Gli ho visto usare il dialetto con tutti e in tutte le occasioni. La reazione è sempre stata di simpatia e divertimento. Eravamo a New York per una replica di Jarche Jalde e ci eravamo spinti come turisti imbranati  in una zona non molto ben frequentata. Credo che eravamo in 5 persone. Avevamo percepito il disagio di un posto ostile e cercavamo di andarcene. Ci spiegarono  dopo,che non dovevamo andare lì perché era zona di una gang di afroamericani.

Una inquietante comitiva supponiamo di questa gang  si era appostata  con l’atteggiamento di aspettarci. Atteggiamento ostile ma non sapevamo se passare dall’altra parte del marciapiede denunciando la nostra vile intenzione oppure attraversare in mezzo a loro sperando di essere risparmiati.

Mario con la sua capacità di rapportarsi con tutti li  apostrofa in dialetto: “cac.(deformazione di caro) u mest (maestro)  ce sta face”. Ed inizia un dialogo in barese che lascia l’interlocutore ed i suoi compagni stupiti e divertiti.   Dopo di che  furono loro a chiedere da dove venivamo e a volerci fare vedere il loro quartiere.

 

Mario e la morte.

La prima volta che ho conosciuto Mario l’ho sentito  descrivere la pulizia del teschio di suo padre. Da allora l’ho visto più volte con un rapporto con la morte e con le salme  sano e sempre risolutivo.

Al funerale del padre di Eugenio d’Attoma  tutti vedevano che la salma non era perfettamente a posto, la mani non erano simmetriche, ma nessuno osava toccare la salma.

Arriva Mario che a voce alta dice: ”oh mettiamola a posto, non può stare cosi“. Dopo di che interviene sulle dita e sulla posizione della salma che con sollievo di tutti viene ricomposta.

Alla morte della nostra amica Francesca Castriota appena entra la ricompone, le alza la testa cambiandogli il cuscino e le mette le foto dei familiari nella tasca interna. Per tutte le occasione di funerali Mario era quello che  risolveva queste situazioni e tutti gli erano grati, a vita.
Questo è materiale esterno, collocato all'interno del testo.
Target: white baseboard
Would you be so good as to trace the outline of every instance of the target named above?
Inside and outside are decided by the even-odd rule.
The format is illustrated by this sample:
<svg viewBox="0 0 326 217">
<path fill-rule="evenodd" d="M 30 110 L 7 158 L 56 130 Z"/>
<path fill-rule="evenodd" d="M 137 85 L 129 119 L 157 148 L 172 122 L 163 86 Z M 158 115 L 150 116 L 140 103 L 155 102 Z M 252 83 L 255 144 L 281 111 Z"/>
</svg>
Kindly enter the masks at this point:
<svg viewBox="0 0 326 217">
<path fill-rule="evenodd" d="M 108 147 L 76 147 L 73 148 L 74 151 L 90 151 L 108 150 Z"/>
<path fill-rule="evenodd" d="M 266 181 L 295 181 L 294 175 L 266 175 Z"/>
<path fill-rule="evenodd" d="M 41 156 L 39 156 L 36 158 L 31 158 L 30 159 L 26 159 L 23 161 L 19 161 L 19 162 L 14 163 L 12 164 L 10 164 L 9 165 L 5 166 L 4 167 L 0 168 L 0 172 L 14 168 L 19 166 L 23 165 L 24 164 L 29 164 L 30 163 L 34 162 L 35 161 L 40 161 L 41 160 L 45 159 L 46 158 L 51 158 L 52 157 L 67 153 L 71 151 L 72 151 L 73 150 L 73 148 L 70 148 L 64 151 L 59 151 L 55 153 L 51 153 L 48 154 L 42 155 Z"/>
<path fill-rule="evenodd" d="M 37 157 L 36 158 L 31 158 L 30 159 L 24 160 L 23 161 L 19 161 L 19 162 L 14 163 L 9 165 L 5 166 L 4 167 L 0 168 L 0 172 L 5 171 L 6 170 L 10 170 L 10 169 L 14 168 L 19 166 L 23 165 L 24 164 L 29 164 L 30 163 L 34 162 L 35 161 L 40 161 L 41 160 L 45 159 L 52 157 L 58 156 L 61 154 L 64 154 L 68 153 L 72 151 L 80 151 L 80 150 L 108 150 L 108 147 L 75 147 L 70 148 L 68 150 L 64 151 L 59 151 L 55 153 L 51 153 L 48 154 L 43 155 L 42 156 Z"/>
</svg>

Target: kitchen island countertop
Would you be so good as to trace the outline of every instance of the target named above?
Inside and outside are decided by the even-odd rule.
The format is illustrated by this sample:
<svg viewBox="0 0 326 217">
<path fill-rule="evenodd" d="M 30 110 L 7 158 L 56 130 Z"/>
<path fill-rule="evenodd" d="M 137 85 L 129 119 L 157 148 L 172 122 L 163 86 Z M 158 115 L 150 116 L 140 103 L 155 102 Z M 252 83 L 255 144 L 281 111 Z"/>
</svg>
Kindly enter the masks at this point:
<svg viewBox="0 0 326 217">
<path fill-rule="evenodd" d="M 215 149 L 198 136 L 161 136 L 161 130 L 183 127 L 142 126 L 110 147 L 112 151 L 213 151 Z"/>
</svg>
La sua carica vitale trasformava le veglie funebre  in occasioni di racconti e risate , faceva  ridere tutti  ma  proprio tutti e tutti gli volevano ancora più bene.

Molti degli accadimenti di queste veglie  sono stati riprodotti nei suoi spettacoli ma forse è passata la parte comica ma non è passata la parte  di squisita umanità nei confronti dei defunti e dei loro parenti.